Thursday, 1 February 2024

Mitsubishi DT-4700 Cassette Deck

 Mitsubishi DT-4700 Cassette Deck
 

Bought early January 2024 for just £25 including postage, I decided to gamble on restoring this good-looking, well made deck, rather heavy cassette deck.

Original Advert:
 


 

Today, the Mitsubishi DT-4700 has been fully restored.





Some of the work undertaken is summarized below.

DT-4700 Fascia & Controls: Washed and dried. All chassis screws frequently used had their threads 'bathed' in oil - making them easy to take out, and and return. The tape activation controls were cleaned with a mixture of metal polish and water 'worked in' with a cloth until they were shiny, then finally polishing the controls with a dry cloth.

Switches & Potentiometers: All cleaned with contact cleaners.

Pre-amplifier, Dolby Board, and Record Amplifier:
Completely re-capped, and re-transistorized.

Power Supply Unit: Re-capped, some new diodes, new regulation transistors.

When working through the above, it is always important to periodically check system voltages - PSU, and amplifier stability before moving to the next batch of components.

Mains Switch Failure:

The original mains ON/OFF latching switch eventually failed, internally a plastic pin had broken. It became obvious that repairing this was out of the question; when working with high voltages it is advisable not to take repair risks.
 
Luckily I found some 250v rated single pole, single throw (SPST) switches on ebay that could be adapted. 



Shown below is the original mains switch and transformer circuit. Note the 10nF suppressor capacitor is across the Live and Neutral.
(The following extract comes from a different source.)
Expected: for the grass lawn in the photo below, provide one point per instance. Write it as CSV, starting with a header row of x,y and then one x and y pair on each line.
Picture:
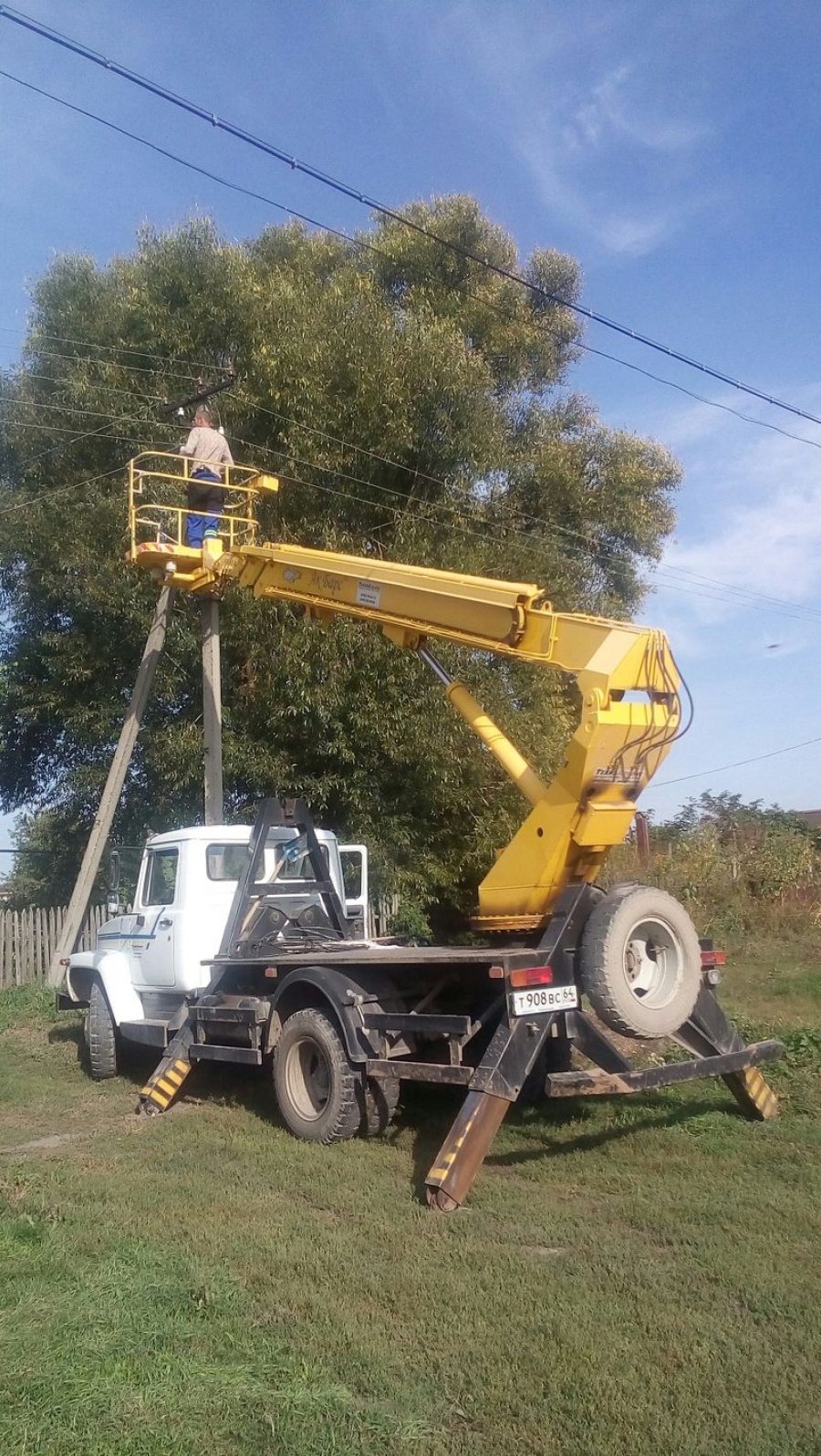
x,y
633,1275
I may add an additional suppressor across Live and Neutral later!?





Failing Auto-Stop:
 
At the rear of the cassette transport is a rotating disc that effectively interrupts an infrared beam from an excited, forward-biased LED, which is then picked up by an adjacent photo-transistor. The design is to generate light interruption and hence develop a square wave which then feeds an RC timer circuit. If the period of the wave is too long, then an auto-stop is generated by energizing a solenoid to force a Stop.
 
I had problems with the auto-stop unit, and had to run the deck with this feature disabled for a time until the problems were diagnosed.

After replacing transistors in the auto-stop circuit, it later became apparent that one major source of the problem was the photo-interrupter circuit; this being the light emitting LED and photo transistor combination.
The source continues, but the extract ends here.